Numerical and experimental studies on a Building integrated Semi-transparent Photovoltaic Thermal (BiSPVT) system: Model validation with a prototype test setup

Abstract

The work concerns experimental and theoretical studies of building integrated semitransparent photovoltaic/thermal (BiSPVT) system. The analytical expressions for temperature dependent electrical efficiencies of the system have been established.
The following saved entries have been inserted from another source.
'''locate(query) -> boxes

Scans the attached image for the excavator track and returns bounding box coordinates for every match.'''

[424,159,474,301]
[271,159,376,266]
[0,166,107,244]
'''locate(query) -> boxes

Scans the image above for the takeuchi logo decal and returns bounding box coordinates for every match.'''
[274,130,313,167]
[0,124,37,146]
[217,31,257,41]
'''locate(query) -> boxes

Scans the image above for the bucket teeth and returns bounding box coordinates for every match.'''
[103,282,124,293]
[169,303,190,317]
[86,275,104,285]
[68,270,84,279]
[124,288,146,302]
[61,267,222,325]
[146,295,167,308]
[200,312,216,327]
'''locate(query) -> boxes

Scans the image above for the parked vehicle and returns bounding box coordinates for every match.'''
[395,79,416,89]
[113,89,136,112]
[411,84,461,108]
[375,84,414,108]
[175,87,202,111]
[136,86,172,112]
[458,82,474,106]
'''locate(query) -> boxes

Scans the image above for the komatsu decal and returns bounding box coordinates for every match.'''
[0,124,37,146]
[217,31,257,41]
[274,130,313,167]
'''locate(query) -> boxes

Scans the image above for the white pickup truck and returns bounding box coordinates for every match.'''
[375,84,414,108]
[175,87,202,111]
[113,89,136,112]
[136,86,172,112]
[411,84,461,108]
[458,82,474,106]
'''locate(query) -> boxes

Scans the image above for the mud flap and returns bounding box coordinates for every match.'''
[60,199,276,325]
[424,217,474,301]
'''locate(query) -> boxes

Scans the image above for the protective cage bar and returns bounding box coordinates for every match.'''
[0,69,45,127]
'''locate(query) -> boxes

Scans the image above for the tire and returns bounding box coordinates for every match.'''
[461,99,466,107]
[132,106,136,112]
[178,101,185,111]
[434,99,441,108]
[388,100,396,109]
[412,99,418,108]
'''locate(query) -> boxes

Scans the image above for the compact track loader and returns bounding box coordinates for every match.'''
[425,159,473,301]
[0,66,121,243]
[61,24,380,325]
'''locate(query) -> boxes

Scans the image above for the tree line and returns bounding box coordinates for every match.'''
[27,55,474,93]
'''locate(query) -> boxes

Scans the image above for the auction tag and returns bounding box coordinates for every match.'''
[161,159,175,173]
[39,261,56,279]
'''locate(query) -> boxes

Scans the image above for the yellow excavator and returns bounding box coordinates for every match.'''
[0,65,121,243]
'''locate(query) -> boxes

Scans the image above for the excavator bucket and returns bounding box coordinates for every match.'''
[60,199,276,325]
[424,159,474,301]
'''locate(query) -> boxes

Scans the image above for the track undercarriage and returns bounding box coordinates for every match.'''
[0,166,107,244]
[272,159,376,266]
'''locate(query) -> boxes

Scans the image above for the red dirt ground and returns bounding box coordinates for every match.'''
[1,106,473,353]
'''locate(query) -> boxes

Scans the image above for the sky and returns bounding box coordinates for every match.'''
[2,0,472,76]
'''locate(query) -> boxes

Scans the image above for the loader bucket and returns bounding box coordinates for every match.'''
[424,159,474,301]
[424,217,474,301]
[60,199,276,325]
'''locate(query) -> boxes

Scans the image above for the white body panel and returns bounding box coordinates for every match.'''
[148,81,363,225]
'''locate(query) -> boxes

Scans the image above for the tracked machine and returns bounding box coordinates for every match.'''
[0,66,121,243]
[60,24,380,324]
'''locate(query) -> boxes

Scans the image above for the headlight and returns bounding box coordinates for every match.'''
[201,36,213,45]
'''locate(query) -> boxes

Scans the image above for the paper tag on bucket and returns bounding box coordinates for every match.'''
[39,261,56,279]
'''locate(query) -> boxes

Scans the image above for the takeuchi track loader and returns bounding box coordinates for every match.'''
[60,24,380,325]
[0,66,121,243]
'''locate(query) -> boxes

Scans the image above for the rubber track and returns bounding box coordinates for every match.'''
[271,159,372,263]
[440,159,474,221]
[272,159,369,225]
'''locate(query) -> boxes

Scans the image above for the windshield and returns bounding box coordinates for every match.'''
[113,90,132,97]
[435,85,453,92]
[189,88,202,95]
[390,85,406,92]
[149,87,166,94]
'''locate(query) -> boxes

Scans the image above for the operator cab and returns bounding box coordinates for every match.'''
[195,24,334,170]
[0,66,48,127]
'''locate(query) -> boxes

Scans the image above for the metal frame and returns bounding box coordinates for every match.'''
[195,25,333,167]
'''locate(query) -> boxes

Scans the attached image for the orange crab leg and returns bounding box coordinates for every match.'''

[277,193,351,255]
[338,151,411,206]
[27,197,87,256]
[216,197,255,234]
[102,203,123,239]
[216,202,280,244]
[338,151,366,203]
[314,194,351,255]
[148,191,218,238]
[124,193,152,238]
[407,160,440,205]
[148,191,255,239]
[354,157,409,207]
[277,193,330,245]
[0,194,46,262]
It concerns a roof integrated semitransparent mono crystalline silicon (c-Si) PV with two options: (i) with air duct or (ii) without air duct. An experiment has been performed on a specially designed proto-type c-Si BiSPVT set up built in Indian Institute of Technology, New Delhi, India. Theoretically calculated results using derived expressions have been validated with experimentally measured thermal and electrical parameters for both cases. A fair agreement between theoretically calculated and experimentally measured values is observed. The characteristic curves, energy and exergy analysis have also been performed particularly under cold climatic conditions of Srinagar, India. Further, to maximize the electrical and thermal efficiencies, BiSPVT system has been optimized for various design parameters as cross sectional area of air duct, duct height, fluid flow velocity, packing factor and number of air change. Without air duct, the efficiency (ηm) and the average room temperature (Tr) are found to be 12% and 25°C respectively, whereas with air duct the BiSPVT systems inflicted the efficiency (ηm) and temperature (Tr) to be 13.11% and 10.1°C respectively.